The White House and pro-Ukraine lawmakers are growing increasingly alarmed about the future of US funding for Kyiv in the wake of Kevin McCarthy’s ousting as speaker of the House of Representatives, which has left military aid in limbo. The risk of a lapse in American aid to Ukraine within a few months — a worst-case scenario for the Biden administration which has until now seemed unlikely — has risen in the past few days as chaos has enveloped the Republican party in Congress.

It has also triggered soul-searching in Washington over the impact of US political dysfunction on the administration’s foreign policy goals, as it tries to forge global alliances to counter Russian aggression and rising threats from China. “Will we appease Putin and cut off aid to the Ukrainians? If we do, it will be our problem,” said Jack Reed, a Rhode Island Democrat and the chair of the Senate Armed Services Committee, in a speech on the Senate floor this week.

THE UK GUARDIAN ON TAIWAN AND THE WORLD ECONOMY

If China were to impose a blockade on Taiwan, the global economic impact would far outweigh the shutdowns caused by COVID-19, a senior U.S. official has warned.

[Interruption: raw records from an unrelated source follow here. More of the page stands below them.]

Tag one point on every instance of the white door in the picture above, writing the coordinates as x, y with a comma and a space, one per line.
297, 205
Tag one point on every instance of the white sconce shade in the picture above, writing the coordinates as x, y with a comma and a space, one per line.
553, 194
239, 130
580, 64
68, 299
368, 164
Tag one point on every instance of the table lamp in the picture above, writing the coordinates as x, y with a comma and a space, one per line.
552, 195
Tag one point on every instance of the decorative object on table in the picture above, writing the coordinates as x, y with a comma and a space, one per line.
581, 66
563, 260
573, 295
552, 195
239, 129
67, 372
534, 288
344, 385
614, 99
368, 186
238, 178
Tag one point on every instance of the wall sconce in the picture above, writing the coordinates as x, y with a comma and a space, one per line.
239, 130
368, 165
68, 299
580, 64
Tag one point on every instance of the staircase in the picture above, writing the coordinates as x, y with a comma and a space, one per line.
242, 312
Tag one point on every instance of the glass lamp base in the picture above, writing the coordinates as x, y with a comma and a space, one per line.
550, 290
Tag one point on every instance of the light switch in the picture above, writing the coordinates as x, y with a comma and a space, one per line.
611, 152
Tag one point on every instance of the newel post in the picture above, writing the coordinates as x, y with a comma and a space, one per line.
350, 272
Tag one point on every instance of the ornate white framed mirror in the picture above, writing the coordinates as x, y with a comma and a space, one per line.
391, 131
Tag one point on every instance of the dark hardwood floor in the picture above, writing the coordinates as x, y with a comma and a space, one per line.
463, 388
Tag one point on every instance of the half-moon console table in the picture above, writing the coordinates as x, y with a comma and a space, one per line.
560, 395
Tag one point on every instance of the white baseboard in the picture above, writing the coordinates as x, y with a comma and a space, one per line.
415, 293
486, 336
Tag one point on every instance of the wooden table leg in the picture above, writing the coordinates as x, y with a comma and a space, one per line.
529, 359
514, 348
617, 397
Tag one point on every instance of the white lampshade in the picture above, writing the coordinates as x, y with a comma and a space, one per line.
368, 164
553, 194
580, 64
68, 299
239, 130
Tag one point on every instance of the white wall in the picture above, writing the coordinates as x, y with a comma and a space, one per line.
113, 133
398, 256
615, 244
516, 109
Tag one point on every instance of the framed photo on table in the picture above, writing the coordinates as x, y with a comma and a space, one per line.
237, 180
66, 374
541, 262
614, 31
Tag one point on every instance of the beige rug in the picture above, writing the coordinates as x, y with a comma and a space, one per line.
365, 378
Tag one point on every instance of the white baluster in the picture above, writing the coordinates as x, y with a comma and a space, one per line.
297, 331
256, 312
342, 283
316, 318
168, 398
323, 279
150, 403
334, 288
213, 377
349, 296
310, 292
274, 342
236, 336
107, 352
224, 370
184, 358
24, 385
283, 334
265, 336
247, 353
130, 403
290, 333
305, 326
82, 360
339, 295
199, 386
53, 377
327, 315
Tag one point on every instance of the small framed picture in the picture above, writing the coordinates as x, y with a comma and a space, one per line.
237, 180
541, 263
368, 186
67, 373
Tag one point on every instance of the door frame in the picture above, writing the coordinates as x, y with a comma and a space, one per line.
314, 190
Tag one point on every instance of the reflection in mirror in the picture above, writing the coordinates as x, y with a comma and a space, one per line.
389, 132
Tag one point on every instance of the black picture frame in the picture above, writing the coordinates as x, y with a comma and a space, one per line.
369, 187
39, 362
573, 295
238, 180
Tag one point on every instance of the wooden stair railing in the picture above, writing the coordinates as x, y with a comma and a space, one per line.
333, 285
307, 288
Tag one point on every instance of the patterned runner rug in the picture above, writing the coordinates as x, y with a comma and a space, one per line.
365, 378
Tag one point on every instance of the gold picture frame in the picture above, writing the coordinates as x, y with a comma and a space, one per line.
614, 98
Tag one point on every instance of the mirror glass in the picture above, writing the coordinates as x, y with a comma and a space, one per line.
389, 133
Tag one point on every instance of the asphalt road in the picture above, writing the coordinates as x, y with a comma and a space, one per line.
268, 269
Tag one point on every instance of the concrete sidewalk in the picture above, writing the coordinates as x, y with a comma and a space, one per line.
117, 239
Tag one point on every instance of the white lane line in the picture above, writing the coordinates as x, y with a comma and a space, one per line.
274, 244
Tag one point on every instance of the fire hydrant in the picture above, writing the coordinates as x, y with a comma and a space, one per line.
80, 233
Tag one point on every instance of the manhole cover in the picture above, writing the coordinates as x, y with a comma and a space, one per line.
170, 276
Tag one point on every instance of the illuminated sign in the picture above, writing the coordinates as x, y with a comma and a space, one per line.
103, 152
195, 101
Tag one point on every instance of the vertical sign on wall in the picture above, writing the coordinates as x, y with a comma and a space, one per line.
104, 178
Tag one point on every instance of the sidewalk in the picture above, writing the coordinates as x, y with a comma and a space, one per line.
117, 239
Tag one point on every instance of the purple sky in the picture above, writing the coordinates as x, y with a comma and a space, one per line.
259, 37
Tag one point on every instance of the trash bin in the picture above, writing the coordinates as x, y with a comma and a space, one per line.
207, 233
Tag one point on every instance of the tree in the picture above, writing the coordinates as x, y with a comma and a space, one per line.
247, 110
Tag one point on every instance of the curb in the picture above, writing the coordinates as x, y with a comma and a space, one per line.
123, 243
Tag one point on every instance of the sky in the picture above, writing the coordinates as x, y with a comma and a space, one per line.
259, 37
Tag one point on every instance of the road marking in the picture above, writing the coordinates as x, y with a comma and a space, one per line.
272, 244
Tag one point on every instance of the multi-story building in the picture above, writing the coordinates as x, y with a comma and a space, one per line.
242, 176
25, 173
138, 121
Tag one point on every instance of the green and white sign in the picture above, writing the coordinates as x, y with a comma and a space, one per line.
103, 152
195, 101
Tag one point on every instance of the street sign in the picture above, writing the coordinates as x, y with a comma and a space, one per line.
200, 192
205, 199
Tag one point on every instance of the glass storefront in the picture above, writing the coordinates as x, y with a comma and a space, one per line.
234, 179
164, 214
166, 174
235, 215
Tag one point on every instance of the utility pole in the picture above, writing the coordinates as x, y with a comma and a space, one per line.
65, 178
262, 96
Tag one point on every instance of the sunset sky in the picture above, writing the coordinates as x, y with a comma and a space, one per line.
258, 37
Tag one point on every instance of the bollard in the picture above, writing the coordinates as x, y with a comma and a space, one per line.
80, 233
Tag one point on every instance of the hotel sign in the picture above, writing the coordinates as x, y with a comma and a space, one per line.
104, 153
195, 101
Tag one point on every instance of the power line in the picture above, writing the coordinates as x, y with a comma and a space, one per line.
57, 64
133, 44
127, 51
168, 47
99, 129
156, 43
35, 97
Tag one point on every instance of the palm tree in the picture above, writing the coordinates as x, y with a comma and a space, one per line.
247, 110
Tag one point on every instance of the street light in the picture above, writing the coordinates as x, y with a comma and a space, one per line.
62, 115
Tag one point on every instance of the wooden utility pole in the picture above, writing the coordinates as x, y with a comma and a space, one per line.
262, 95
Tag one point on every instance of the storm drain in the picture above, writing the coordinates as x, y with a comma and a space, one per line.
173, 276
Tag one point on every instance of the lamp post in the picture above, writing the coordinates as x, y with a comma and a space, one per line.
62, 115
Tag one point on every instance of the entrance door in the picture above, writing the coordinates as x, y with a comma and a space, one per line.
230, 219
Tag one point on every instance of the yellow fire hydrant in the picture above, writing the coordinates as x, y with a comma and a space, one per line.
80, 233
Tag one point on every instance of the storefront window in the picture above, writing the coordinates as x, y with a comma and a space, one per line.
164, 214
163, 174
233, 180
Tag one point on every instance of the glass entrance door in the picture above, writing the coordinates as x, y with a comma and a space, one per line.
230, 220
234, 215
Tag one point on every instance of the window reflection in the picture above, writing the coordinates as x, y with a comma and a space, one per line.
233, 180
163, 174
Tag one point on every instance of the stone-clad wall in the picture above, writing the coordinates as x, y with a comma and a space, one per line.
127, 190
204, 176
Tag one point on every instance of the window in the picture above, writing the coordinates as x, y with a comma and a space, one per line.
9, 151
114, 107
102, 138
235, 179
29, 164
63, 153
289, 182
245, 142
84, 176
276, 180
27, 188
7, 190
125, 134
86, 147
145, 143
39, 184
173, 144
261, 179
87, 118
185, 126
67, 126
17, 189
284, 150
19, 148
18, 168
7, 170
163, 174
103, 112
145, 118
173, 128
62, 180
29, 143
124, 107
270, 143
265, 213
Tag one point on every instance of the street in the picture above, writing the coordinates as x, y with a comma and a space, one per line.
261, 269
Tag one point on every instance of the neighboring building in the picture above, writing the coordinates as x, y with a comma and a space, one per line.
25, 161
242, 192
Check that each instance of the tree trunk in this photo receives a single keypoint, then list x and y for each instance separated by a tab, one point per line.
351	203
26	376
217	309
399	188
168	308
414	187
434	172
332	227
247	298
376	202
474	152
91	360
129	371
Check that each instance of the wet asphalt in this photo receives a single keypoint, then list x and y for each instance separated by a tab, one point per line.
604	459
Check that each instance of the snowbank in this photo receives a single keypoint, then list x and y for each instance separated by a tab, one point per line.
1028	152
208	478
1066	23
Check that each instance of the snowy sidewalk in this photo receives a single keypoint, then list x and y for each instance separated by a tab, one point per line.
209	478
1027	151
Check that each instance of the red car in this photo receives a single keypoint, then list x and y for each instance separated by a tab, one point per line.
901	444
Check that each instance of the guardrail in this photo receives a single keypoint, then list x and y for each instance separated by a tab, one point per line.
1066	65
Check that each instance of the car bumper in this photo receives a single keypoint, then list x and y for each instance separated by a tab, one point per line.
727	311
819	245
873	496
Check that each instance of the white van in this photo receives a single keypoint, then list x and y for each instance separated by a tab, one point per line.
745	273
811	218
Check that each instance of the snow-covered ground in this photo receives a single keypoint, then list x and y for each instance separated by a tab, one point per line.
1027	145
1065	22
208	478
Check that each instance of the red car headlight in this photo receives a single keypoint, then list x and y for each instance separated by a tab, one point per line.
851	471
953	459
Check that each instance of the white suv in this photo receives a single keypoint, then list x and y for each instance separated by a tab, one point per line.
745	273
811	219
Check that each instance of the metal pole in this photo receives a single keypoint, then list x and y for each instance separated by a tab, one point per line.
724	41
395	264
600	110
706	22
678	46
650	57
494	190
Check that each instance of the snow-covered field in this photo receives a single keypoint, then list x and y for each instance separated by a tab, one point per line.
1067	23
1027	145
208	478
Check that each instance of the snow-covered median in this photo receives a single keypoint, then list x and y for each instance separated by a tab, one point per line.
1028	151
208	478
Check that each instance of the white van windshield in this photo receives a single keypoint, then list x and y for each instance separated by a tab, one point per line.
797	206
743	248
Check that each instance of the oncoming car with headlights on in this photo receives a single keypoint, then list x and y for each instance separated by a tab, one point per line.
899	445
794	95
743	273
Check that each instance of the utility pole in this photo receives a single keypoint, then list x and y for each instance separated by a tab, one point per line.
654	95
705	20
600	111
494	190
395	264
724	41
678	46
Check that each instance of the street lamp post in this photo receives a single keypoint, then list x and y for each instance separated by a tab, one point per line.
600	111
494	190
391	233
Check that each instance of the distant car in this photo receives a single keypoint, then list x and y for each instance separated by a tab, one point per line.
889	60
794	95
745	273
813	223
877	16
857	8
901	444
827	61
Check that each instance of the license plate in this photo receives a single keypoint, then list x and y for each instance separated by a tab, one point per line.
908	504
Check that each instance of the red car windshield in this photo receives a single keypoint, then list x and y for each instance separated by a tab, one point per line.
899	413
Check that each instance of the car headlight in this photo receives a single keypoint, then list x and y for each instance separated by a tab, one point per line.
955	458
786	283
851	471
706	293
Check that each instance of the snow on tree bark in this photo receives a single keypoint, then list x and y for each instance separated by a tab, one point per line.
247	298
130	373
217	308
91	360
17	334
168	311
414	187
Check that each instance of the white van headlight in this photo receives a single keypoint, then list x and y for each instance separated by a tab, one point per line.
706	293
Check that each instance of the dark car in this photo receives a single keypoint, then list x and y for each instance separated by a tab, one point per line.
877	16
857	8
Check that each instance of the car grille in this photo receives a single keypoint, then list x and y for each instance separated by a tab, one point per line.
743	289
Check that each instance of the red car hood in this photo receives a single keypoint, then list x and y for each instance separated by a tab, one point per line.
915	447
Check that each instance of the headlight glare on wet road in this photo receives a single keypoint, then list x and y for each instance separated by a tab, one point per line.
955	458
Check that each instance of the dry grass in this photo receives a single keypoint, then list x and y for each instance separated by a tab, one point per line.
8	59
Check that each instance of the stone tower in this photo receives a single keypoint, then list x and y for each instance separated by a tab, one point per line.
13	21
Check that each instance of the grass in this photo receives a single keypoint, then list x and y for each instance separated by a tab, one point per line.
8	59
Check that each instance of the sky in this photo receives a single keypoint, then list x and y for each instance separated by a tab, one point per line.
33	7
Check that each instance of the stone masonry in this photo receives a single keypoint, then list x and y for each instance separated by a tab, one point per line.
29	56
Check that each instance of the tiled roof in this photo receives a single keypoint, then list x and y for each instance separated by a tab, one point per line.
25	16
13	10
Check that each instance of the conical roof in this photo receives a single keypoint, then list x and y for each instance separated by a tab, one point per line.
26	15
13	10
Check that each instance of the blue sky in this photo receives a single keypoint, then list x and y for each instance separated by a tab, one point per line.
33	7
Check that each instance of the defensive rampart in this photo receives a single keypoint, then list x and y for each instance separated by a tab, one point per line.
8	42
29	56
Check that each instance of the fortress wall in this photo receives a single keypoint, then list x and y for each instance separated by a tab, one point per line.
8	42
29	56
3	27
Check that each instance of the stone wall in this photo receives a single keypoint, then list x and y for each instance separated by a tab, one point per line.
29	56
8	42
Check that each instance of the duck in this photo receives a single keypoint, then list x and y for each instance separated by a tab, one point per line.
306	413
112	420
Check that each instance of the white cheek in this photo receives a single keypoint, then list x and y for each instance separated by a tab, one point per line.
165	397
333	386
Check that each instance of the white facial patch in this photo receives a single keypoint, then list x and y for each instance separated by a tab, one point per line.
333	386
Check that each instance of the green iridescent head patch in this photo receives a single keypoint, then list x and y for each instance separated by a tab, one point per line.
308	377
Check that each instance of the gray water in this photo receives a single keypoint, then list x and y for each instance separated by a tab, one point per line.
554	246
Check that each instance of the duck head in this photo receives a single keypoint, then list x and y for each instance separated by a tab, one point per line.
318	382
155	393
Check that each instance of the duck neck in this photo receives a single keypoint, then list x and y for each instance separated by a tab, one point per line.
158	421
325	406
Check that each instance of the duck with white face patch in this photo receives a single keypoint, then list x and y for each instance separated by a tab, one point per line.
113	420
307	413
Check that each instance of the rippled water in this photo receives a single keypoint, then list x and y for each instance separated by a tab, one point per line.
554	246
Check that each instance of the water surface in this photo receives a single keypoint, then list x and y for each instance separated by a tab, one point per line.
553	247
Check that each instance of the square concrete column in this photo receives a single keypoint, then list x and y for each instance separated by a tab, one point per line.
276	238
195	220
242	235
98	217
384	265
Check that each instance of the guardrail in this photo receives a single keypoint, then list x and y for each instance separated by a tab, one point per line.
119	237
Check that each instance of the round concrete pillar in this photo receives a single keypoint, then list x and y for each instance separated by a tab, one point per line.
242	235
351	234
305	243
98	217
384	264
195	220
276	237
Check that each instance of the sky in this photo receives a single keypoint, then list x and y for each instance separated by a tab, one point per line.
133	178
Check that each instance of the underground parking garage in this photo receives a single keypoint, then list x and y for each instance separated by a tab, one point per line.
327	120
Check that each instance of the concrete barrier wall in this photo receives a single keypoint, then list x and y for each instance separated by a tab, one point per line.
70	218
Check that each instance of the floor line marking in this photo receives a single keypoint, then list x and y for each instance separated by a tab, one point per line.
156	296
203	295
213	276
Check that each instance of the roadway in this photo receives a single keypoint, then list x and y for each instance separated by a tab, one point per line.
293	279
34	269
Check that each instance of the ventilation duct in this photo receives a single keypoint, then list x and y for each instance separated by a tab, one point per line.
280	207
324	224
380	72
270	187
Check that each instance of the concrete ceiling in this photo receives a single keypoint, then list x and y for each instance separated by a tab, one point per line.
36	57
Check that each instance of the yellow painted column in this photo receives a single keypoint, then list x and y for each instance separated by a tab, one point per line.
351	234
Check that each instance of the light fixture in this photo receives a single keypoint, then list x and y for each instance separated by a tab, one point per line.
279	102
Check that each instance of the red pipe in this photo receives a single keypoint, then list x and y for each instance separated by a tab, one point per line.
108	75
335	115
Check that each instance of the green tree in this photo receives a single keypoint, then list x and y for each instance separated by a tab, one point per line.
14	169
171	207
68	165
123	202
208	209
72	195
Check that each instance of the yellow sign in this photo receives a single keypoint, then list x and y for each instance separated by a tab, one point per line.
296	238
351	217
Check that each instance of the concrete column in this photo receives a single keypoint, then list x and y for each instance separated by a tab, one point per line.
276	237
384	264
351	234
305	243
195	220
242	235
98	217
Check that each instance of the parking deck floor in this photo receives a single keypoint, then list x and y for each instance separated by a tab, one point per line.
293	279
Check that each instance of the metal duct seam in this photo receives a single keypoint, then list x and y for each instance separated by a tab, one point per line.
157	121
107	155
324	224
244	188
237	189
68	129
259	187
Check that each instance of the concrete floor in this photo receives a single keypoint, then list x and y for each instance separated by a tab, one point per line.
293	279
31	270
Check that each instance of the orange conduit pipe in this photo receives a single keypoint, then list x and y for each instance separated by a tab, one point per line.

The Pentagon is looking “very closely” at the scenarios that might play out if China opted for a blockade, Ely Ratner, the assistant secretary of defense for Indo-Pacific security affairs, said Thursday at an event held by the Washington think tank Center for Strategic and International Studies.

“What happens the very minute that the PRC starts mounting a blockade against Taiwan? The global economy falls through the floor,” Ratner said, using the acronym for China’s official name, the People’s Republic of China.

“Not just for China and not just for Taiwan — for the United States, for Japan, for Southeast Asia, for India, for Africa, for Latin America, for Europe,” he said. “There will be no one immune from the economic pain that the PRC would place on the world through doing that.”

The coronavirus pandemic contributed to a global semiconductor shortage that slowed auto production. This has added to concerns over the risk of a Taiwan crisis cutting off trade with an indispensable link in the global semiconductor supply chain.

Ratner continued, “Some of the analyses that I’ve seen are quite extreme in terms of what a blockade-like scenario would do for the global economy on a scale vastly greater than what the world experienced under COVID.”

Once that happens, Ratner said, “the global community is going to rally around [Taiwan] and against the PRC’s actions because of what it is doing to the global economy. Beijing will be inviting exactly the kind of counterbalancing diplomatic coalition that it is trying to avoid on this issue.”